I meet a great many people in the wine industry. They are of all ages. Many of the older ones are big successes, while many of the younger ones are just starting out. They may someday be big successes, but not yet.
Part of my job at Wine Enthusiast–an increasingly bigger part–is to be alert to trends. Magazines perceive their role, in part, as educating the public to what’s happening before everybody knows it. (I remember a criticism of the old Esquire magazine was that it was always discovering the avant garde when it already had become the rear guard.) So, when I’m chatting with people, I invariably ask, “What’s new?”
From Millennials I am hearing about a focus on “authenticity.” Now, I know what the word “authentic” means: it means real, not phony. There’s an authentic hundred dollar bill, for example, and a counterfeit one. But I’m never sure what “authenticity” means when someone in the wine industry tells me they’re trying to be authentic. I mean, there are gigantic brands out there that lay claim to the mantle of authenticity, and there are tiny little family winemakers who don’t claim to be authentic, but nonetheless are, if you know what I mean. (And of course, each of us is going to be the judge of what we perceive as authentic.)

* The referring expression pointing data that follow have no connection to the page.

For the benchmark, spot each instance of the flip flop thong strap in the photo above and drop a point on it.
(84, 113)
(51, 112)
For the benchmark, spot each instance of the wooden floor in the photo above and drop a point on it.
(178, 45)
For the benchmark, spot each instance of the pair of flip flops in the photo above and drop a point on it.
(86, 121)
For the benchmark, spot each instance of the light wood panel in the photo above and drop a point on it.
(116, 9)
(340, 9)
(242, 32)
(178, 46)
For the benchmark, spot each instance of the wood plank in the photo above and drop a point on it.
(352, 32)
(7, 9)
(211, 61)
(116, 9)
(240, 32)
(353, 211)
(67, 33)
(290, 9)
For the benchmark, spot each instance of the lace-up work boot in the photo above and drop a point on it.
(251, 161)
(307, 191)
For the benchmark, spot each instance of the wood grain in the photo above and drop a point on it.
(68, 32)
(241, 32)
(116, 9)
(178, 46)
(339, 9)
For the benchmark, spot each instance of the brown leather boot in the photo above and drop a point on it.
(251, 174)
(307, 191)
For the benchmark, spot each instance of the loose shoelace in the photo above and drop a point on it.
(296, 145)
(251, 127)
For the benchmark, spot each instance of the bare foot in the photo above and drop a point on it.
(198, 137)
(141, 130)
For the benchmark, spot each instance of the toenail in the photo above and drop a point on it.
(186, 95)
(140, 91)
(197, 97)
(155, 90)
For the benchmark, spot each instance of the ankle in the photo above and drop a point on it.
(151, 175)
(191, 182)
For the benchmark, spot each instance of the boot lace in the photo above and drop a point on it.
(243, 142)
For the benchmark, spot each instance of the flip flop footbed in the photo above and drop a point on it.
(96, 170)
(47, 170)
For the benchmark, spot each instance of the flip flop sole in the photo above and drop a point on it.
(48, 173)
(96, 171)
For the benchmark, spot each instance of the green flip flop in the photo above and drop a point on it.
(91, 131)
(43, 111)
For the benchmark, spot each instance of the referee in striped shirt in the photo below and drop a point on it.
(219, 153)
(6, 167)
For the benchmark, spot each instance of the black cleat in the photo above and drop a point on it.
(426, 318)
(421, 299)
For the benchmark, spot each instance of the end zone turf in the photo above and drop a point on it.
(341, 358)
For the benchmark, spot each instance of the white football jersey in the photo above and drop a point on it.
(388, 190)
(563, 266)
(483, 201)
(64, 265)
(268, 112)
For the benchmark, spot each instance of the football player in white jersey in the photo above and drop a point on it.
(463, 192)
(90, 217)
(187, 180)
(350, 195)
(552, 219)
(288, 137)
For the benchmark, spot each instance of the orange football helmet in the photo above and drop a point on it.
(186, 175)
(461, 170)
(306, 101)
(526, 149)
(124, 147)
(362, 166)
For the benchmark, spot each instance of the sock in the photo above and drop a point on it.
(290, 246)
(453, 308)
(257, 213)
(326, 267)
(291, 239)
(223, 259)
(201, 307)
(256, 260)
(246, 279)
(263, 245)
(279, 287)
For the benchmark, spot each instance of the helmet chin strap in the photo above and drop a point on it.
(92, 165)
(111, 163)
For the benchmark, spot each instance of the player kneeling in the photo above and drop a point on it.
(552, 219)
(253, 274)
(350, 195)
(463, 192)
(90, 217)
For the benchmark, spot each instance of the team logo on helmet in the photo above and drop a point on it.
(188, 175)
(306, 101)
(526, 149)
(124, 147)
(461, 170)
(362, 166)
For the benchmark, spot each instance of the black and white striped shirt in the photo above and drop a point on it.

But this isn’t about what I perceive as authentic, it’s what Millennials mean when they say they perceive a lack of authenticity in the older generation, and wish to replace it with the real thing. This is where the Socratic method comes in handy. When I don’t understand what someone means, I’ll ask, “What do you mean?” They need to explain it in terms that a simple guy like me can comprehend.
Now, I don’t want to get anyone into trouble or embarrass anyone or for that matter harm any friendships I have with millennial winemakers, so I’m going to avoid identifiable specifics. But I was talking to a young winemaker yesterday who told me he and his Millennial gen friends don’t think the older generation of winemakers is authentic. Well, I did my Socrates thing and as it turned out, he had a difficult time explaining to me just what was unauthentic about the older generation, or how he hoped to replace it with authenticity. He’s making the same kinds of wines as people in their 50s and 60s, is charging the same [high] prices, so he didn’t seem to be doing anything differently from the older generation.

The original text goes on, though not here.